Man Men’s Spring 2019

The single theme running through the three collections at the Topman-sponsored Man group show was dressing up. From Stefan Cooke’s off-kilter elegance to Art School’s High Concept Characters and Rottingdean Bazaar’s frivolous costumes, the season was certainly theatrical.

STEFAN COOKE

Cooke, winner of the H&M young designer prize and the L’Oréal Professionnel Creative Award, founded the brand with partner Jake Burt after graduating from the Central Saint Martins M.A. course last year.

His second outing for Man was a nostalgic exploration of the summer holidays of his youth, eagerly anticipated but ending in a state of ennui, with days spent doing nothing but indulging creative impulses and foraging through the dressing-up box. Maybe throwing a feather boa on with jeans and a T-shirt, maybe borrowing an older brother’s suit.

That meant a focus on tailoring and outerwear, with suits embellished with inlaid Perspex studs in naïve floral clusters, a jazzy tartan ensemble topped with a trompe l’oeil cable-knit vest, and well-cut trousers styled with striking ostrich feather belts. It was a sophisticated collection that established Cooke as a designer with a strong point of view.

ROTTINGDEAN BAZAAR

Designers James Theseus Buck and Luke Brooks turned everyday items into costumes.
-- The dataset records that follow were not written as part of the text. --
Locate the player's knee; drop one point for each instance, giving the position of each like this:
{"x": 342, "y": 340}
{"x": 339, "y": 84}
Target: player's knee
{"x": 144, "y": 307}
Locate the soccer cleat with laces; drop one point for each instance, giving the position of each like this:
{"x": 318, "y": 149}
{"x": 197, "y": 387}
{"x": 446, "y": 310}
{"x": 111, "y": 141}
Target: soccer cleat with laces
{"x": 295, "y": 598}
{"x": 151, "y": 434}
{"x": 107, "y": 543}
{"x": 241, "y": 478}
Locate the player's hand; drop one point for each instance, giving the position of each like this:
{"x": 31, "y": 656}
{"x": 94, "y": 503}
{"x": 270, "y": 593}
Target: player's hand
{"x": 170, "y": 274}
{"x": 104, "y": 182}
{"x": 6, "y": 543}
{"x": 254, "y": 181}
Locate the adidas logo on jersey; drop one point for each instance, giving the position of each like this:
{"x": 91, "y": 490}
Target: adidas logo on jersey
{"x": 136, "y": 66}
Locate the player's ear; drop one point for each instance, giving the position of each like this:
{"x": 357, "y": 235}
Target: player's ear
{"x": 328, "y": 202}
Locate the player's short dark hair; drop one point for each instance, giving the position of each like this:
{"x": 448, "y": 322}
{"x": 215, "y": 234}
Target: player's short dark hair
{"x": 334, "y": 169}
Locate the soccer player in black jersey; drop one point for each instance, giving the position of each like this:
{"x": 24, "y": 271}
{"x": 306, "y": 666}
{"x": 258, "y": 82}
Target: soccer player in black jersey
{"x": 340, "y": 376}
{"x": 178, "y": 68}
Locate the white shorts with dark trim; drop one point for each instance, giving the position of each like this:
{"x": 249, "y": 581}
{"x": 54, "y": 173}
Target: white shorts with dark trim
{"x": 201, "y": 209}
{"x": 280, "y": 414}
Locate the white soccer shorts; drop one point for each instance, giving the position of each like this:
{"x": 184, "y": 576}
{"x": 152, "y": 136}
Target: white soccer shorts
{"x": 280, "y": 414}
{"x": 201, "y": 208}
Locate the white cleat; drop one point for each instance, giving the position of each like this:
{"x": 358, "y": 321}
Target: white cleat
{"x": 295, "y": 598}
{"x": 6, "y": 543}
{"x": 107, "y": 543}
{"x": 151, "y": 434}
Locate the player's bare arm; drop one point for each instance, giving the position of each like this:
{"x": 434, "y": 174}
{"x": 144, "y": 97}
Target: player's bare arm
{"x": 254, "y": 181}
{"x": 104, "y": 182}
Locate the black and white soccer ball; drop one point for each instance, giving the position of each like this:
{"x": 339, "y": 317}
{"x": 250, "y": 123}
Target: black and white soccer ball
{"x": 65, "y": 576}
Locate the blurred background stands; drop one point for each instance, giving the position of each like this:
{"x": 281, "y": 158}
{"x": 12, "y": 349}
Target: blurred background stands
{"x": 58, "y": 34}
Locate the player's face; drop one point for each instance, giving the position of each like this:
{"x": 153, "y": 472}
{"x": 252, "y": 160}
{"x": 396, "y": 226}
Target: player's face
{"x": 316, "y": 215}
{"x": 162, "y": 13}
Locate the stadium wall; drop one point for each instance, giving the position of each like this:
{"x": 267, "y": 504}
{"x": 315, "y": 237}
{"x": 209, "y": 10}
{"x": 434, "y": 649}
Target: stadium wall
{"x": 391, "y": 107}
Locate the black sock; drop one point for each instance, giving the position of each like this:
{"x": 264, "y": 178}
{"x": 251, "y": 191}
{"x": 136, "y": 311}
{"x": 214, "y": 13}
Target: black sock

Actual costumes. And the effect was hilarious, if not entirely what the average person would call fashion.

There was a model dressed as a corn cob, complete with green husk. Another wore a Christmas cracker. There was a worm, a silver star, a chicken, a pumpkin, even a Vincent Van Gogh, complete with severed ear affixed to his painter’s smock.

The “For Rent” placards carried by the models stated each costume’s name, and the name and the web address of a costume store. Of course, these looks were original, not rented, and wonderfully wacky.

ART SCHOOL

For their final Man show, Eden Loweth and Tom Barratt sent out a collection titled “High Concept Character,” another feisty affirmation of gender nonconformity.

Transgender models, including Munroe Bergdorf, and a diverse supporting cast put on a fierce performance in looks that ran the gamut from sparkly party dresses to demure ankle-grazing shifts. But all that brouhaha couldn’t detract from a collection that showed a shrewd eye for commercial success.

The tailoring was handsome and dresses answered myriad wardrobe demands, from the demure to the dazzling to the downright saucy (see the dangerously low-cut strapless dress in black patent leather).

A silver trenchcoat stood out for its over-the-top elegance, while the Nineties-ish spaghetti-strap dresses in black silk and an asymmetric green sequined dress had broad red carpet appeal.